CS410 Text Information Systems (Spring 2013)

Instructor: ChengXiang Zhai

| Home | Basic Information | Schedule |
| Readings | Assignments | Project | Resources |

Course Project


The course project is to give the students hands-on experience on developing some novel information retrieval and/or text mining tools. The project thus emphasizes applied research and "deliverables", meaning that the outcome of your project should be something tangible, typically some kind of prototype system that can be demonstrated, though theoretical research projects are also fine. Group work is strongly encouraged, but not required.

General steps

  1. Pick a topic
  2. Form a team
  3. Read related work
  4. Write a project proposal
  5. Work on the project
  6. Present the project
  7. Write a report

Grading criteria

Your project will be graded primarily based on the following weighting scheme: The factors to be considered in grading include (1) the utility of the tool you develop (this is the most important factor); (2) the relevance to the course; (3) the challenges you have to solve (i.e., technical contributions); and (4) the quality of presentation/writing.

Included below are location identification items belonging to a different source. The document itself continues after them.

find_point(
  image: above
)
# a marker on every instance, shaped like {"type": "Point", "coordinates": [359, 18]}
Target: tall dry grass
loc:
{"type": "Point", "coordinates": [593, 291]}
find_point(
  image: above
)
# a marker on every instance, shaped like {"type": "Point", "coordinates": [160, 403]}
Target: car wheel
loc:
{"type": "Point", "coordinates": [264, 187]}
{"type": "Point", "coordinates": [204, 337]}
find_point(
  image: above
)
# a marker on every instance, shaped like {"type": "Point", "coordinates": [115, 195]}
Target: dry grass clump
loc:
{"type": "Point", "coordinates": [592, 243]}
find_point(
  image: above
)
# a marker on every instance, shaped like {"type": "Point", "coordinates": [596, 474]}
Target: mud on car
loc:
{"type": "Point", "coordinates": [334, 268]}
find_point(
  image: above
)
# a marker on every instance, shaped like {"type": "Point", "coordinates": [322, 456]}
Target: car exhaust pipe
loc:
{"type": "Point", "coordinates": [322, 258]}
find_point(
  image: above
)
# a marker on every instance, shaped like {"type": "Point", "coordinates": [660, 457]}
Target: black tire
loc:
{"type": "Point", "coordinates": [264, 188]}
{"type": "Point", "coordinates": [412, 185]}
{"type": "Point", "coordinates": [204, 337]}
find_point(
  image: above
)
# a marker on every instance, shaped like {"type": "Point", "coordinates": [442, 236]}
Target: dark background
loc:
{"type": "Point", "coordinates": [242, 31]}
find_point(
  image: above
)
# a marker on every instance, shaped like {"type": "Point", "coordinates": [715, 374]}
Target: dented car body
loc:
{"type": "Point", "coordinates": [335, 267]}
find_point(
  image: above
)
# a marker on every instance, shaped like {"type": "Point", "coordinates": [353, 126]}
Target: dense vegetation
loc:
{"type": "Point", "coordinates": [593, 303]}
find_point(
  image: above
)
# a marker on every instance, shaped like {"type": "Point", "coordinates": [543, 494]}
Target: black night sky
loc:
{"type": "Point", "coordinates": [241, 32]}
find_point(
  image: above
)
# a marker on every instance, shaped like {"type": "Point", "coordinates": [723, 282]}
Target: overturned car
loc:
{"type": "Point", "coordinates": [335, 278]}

Refer to the guidelines on the proposal and report for what should be included in a report.

1. Pick a topic

You can either pick from a list of sample topics provided by the instructor (available here) or choose your own topic. Your starting point should be the essays that you wrote for assignment #1. They are available here. You can browse them to see if you can get any insights from some of the essays there. This is also a good way to identify opportunities for collaborations.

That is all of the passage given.